Impôts sur les salaires numéro un, plans cafétéria et politiques de rémunération « flexibles » mal inspirées, primes à la voiture et à la mobilité, tax rulings dénoncés... Lorsque le refus de reconnaître le problème conduit à une impasse...
Posté le 12 novembre 2018Il faut voir ces politiciens, ces juristes, ces spécialistes en « rémunération et avantages » si heureux de nous vendre le cash-for-cars, les primes mobilité, les plans cafétéria, la rémunération « en points » comme LA solution qui fera plaisir à tout le monde.
La dure réalité est révélée par Eurostat et l'OCDE. D'abord, la Belgique est en deuxième position parmi les pays qui taxent le plus, et ensuite, elle est en première position pour la taxation des revenus du travail (cotisations sociales et impôts combinés). Cela malgré la réforme fiscale...

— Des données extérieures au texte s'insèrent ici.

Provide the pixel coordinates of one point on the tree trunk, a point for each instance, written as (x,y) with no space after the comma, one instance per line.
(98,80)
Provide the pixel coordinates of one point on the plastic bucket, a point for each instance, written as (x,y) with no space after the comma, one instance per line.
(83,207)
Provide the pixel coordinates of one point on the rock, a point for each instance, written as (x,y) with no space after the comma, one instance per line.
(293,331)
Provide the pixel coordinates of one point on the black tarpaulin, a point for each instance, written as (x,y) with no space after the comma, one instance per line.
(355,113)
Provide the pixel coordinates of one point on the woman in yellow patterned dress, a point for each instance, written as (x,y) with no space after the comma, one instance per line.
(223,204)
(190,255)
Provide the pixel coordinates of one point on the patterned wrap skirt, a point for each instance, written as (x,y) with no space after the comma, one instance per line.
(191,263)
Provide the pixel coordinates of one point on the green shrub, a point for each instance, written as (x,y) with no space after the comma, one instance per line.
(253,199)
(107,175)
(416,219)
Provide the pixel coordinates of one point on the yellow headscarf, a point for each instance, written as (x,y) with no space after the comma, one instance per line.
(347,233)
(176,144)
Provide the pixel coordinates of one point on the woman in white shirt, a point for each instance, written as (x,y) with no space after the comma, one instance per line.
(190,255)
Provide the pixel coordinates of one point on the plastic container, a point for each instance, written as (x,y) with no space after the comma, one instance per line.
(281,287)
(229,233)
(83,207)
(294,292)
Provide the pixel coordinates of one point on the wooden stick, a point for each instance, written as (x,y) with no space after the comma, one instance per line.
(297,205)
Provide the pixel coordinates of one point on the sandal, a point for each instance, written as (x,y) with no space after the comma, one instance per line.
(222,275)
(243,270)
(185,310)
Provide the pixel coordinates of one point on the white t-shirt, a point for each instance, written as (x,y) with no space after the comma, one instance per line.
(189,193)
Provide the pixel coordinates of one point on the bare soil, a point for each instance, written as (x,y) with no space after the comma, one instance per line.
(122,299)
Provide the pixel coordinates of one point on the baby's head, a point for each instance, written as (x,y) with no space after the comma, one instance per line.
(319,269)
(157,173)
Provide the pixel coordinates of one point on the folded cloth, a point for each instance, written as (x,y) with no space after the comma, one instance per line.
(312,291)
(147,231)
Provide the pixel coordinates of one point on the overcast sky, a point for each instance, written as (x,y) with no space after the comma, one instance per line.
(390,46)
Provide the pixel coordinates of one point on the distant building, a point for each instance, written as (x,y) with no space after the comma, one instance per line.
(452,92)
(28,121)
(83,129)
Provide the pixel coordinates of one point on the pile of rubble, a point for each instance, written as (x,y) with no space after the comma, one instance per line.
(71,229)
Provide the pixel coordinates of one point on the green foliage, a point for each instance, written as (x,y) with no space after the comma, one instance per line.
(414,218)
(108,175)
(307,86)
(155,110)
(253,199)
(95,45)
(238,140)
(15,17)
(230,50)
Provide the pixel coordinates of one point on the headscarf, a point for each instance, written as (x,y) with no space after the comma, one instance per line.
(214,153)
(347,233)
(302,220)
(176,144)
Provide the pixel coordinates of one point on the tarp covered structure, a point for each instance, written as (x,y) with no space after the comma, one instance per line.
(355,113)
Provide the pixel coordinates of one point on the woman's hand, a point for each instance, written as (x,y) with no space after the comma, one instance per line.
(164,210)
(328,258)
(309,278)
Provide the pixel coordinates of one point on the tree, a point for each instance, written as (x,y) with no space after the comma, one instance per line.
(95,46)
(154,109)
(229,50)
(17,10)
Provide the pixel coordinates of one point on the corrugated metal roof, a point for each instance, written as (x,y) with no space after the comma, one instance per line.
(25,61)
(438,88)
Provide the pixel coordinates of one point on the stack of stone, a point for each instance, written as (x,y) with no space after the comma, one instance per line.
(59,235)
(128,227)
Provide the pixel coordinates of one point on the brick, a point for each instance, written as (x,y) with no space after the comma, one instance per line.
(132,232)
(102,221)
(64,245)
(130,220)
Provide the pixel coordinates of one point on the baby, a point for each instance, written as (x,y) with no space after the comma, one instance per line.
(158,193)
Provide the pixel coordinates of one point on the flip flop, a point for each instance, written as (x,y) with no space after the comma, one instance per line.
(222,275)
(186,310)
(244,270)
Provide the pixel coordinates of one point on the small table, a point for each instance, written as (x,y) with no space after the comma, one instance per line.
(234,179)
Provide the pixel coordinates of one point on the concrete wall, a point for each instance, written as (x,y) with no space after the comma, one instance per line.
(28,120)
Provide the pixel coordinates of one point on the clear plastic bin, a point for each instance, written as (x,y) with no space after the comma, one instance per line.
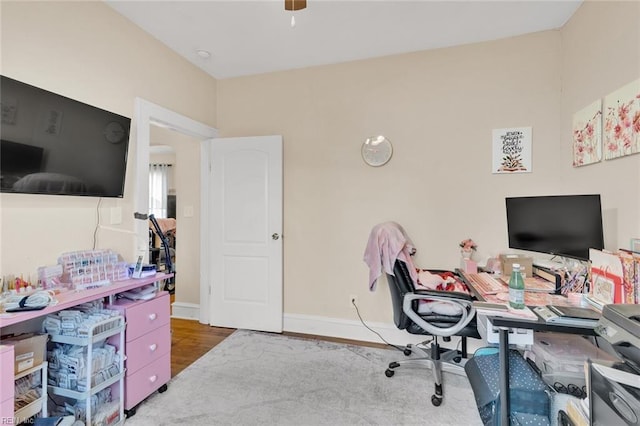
(556,353)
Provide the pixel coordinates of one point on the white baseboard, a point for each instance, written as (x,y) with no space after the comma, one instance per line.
(185,310)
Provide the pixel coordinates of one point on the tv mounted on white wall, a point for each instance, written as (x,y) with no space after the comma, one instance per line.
(51,144)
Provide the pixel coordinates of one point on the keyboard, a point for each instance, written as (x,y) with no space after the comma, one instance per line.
(485,283)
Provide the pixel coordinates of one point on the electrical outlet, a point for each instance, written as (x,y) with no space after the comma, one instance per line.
(353,299)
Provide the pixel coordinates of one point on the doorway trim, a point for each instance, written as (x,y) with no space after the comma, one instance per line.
(146,115)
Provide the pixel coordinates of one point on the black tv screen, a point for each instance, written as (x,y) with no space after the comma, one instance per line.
(51,144)
(563,225)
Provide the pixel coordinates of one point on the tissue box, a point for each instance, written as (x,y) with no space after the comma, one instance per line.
(526,264)
(29,350)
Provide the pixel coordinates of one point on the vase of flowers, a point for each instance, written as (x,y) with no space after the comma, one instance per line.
(467,247)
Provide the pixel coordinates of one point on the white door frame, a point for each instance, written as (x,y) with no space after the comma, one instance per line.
(146,115)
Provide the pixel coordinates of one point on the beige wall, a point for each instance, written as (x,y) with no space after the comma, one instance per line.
(601,53)
(438,108)
(88,52)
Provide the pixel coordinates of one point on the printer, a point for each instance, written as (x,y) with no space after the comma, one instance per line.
(614,388)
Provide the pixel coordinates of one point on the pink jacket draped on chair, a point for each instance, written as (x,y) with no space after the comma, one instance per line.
(388,242)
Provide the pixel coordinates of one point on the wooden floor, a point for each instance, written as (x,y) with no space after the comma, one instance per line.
(190,340)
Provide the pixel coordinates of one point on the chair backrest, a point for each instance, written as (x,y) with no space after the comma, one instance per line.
(400,284)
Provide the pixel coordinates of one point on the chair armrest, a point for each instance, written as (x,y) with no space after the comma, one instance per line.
(465,302)
(444,294)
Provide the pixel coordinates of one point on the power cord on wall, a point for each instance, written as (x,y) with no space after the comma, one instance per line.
(353,302)
(95,231)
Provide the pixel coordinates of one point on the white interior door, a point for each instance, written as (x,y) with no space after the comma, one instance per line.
(245,233)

Alors que, en même temps, l'administration fiscale belge remet en question les rulings fiscaux concernant les stock-options ou les plans cafétéria (BNP Paribas est actuellement en pleine discussion concernant son système de rémunération). À tel point qu'un départ du ministre des Finances a été nécessaire.

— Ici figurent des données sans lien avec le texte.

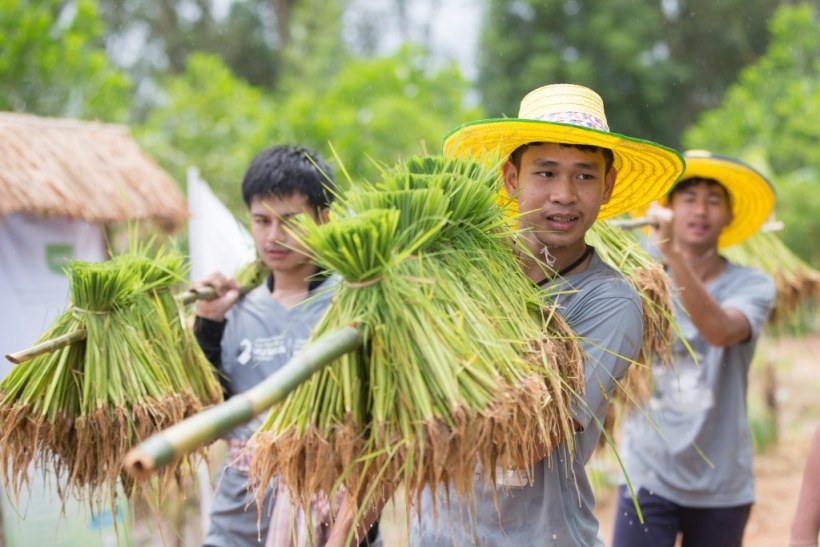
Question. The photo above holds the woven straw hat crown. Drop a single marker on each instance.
(573, 114)
(565, 103)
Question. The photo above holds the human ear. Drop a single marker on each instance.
(510, 173)
(609, 184)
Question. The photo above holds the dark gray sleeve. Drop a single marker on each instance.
(753, 295)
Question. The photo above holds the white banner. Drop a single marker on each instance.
(217, 241)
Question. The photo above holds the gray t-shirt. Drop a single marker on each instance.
(554, 505)
(705, 459)
(261, 336)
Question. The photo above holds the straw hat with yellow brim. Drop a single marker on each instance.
(751, 195)
(572, 114)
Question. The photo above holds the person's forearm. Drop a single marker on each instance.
(720, 327)
(806, 524)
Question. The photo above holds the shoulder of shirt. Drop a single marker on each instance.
(744, 274)
(602, 281)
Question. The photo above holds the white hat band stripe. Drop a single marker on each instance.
(575, 118)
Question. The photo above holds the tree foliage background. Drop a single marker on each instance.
(212, 82)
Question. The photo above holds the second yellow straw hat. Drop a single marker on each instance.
(751, 195)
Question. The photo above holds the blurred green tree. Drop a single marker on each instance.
(52, 62)
(376, 110)
(769, 118)
(655, 63)
(212, 120)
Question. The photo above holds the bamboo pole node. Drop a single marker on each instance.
(92, 312)
(46, 347)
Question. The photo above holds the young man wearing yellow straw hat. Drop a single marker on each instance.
(691, 461)
(250, 337)
(560, 189)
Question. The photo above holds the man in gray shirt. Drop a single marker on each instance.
(250, 337)
(560, 190)
(691, 460)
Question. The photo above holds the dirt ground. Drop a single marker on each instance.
(778, 470)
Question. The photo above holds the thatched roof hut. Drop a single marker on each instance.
(82, 171)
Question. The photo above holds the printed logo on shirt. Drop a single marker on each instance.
(262, 349)
(509, 478)
(298, 344)
(245, 355)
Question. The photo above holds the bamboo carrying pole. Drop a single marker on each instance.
(188, 297)
(206, 426)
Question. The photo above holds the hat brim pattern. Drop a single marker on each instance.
(752, 196)
(646, 171)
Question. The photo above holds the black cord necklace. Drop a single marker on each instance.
(564, 271)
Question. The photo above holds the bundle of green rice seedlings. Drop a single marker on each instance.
(76, 411)
(252, 274)
(461, 366)
(622, 250)
(162, 322)
(798, 284)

Si la Belgique est aujourd'hui le paradis des rémunérations alternatives, c'est bien parce que la rémunération y est trop lourdement taxée. Et ce, depuis longtemps...

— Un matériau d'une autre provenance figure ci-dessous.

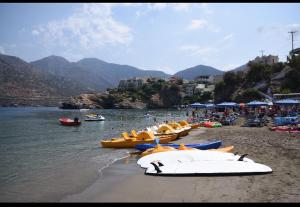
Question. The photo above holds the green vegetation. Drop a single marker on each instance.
(245, 86)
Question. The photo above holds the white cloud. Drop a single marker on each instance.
(202, 24)
(166, 69)
(92, 26)
(204, 7)
(228, 37)
(2, 51)
(197, 24)
(203, 52)
(181, 6)
(35, 32)
(157, 6)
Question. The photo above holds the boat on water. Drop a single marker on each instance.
(130, 142)
(69, 122)
(83, 110)
(94, 117)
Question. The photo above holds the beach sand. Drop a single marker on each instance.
(125, 181)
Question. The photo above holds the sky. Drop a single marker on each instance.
(152, 36)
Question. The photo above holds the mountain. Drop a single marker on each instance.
(59, 66)
(192, 73)
(113, 73)
(20, 80)
(92, 73)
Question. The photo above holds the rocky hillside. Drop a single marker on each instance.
(159, 94)
(259, 80)
(192, 73)
(21, 83)
(94, 74)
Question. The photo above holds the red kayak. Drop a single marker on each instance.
(69, 122)
(285, 129)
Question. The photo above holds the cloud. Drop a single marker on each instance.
(203, 52)
(197, 24)
(208, 52)
(277, 30)
(166, 69)
(181, 6)
(157, 6)
(92, 26)
(228, 37)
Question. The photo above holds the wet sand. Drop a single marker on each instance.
(125, 181)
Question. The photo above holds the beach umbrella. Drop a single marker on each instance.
(287, 102)
(197, 105)
(227, 105)
(257, 103)
(210, 106)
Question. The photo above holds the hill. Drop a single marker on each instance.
(20, 81)
(94, 74)
(193, 72)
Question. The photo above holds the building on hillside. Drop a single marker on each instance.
(199, 88)
(268, 60)
(131, 83)
(218, 78)
(212, 79)
(188, 89)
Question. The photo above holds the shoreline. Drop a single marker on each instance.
(128, 183)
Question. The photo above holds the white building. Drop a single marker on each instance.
(269, 60)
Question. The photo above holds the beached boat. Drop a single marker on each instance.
(211, 124)
(94, 117)
(159, 148)
(285, 129)
(128, 142)
(202, 146)
(192, 125)
(69, 122)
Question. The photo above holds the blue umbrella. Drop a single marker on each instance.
(257, 103)
(197, 105)
(227, 105)
(210, 106)
(287, 102)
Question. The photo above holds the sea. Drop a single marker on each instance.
(43, 161)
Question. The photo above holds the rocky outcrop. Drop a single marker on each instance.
(102, 101)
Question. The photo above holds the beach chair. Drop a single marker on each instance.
(133, 133)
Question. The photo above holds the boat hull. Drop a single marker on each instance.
(204, 146)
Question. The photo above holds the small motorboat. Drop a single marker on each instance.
(94, 117)
(69, 122)
(83, 110)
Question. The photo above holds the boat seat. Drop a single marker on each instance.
(126, 136)
(133, 133)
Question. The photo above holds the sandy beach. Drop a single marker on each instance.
(125, 181)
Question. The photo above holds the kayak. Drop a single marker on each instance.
(210, 124)
(94, 117)
(285, 129)
(202, 146)
(143, 137)
(69, 122)
(215, 167)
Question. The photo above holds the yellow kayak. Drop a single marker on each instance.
(143, 137)
(159, 148)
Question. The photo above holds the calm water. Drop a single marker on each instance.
(43, 161)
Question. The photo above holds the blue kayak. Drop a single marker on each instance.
(202, 146)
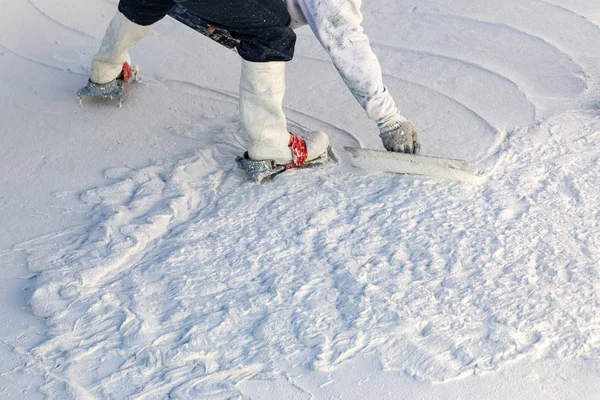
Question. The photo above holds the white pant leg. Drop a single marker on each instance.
(337, 24)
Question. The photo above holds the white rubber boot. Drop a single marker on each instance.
(120, 35)
(262, 87)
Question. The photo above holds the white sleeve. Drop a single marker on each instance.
(337, 24)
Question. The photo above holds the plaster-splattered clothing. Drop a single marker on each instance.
(337, 24)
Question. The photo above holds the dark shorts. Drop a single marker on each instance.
(261, 26)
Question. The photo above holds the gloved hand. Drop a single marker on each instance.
(399, 135)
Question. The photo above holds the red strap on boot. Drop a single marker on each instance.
(126, 71)
(300, 150)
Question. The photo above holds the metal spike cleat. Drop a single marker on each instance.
(112, 90)
(261, 171)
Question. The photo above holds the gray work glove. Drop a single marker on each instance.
(399, 135)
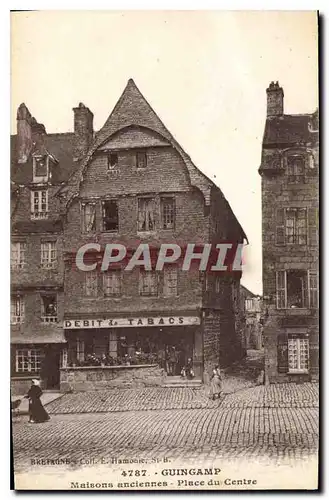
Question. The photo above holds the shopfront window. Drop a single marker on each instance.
(28, 360)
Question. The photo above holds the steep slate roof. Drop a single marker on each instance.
(60, 146)
(133, 109)
(288, 129)
(247, 292)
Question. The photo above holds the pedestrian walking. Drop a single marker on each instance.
(215, 383)
(37, 412)
(187, 370)
(172, 361)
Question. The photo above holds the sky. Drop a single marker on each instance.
(205, 73)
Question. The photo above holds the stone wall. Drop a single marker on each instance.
(20, 385)
(102, 377)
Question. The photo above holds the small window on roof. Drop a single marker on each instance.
(141, 159)
(112, 161)
(40, 168)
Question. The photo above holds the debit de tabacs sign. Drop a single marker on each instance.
(70, 324)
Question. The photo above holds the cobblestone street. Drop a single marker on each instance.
(271, 425)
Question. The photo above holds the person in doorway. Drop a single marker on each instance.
(172, 361)
(37, 411)
(187, 370)
(216, 383)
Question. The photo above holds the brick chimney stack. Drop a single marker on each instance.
(83, 130)
(274, 100)
(24, 134)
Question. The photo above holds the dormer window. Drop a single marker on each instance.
(141, 159)
(112, 161)
(40, 168)
(296, 169)
(39, 204)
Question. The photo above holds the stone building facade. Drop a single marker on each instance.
(251, 311)
(128, 183)
(290, 200)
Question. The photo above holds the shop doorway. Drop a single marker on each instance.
(50, 373)
(178, 349)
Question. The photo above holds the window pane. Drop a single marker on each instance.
(110, 216)
(112, 283)
(148, 283)
(168, 213)
(141, 159)
(91, 278)
(146, 214)
(170, 281)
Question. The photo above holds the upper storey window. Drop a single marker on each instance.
(110, 216)
(296, 169)
(40, 168)
(168, 212)
(141, 159)
(146, 214)
(39, 204)
(88, 212)
(18, 252)
(112, 161)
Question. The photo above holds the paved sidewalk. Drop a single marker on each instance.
(46, 398)
(119, 400)
(276, 433)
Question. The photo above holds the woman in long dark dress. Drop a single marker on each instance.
(36, 410)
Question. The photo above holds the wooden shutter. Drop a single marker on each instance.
(282, 354)
(280, 229)
(313, 289)
(281, 289)
(313, 226)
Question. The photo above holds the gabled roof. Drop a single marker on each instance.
(288, 130)
(132, 109)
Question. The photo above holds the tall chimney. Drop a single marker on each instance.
(38, 133)
(83, 130)
(274, 100)
(24, 134)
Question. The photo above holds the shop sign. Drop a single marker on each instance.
(70, 324)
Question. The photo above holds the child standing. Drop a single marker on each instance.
(216, 383)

Les plans cafétéria et autres systèmes de rémunération « en points » ou « flexibles » sont à la mode. Ceux qui prétendent permettre aux travailleurs de choisir, selon leurs besoins de vie, entre divers avantages « moins taxés » tels que la voiture de société, le plan d'assurance groupe, les stock-options ou warrants, les allocations familiales supplémentaires, les jours de congé supplémentaires, les services de petites tâches, etc. Pourtant, il ne s'agit en réalité que d'une hypocrisie qui masque un déplacement constant et qui accélère la transformation des rémunérations en cash — fortement taxées — vers « autre chose ».
Je le dis, les travailleurs — s'ils avaient le choix — préfèreraient avoir de l'argent liquide dans leur poche avec la liberté d'en faire ce qu'ils veulent, quand ils veulent, plutôt que d'opter pour des formules préétablies, des paniers d'avantages censés être dans leur intérêt.
Toutes ces formules ne font que restreindre la liberté de l'employé de disposer librement de son salaire. Et ce, car ce salaire est tellement taxé que chacun en Belgique cherche désespérément un moyen d'améliorer son pouvoir d'achat, même en acceptant une telle intervention.
Pire encore, avec le cash-for-cars ou les primes mobilité, on parvient à traiter fictivement la rémunération en cash de manière plus avantageuse en lui collant une autre étiquette, avec toutes les questions et difficultés que cela soulève. On en viendrait à ne plus savoir ce qui est du cash et ce qui ne l'est pas, et on ouvre la voie aux abus.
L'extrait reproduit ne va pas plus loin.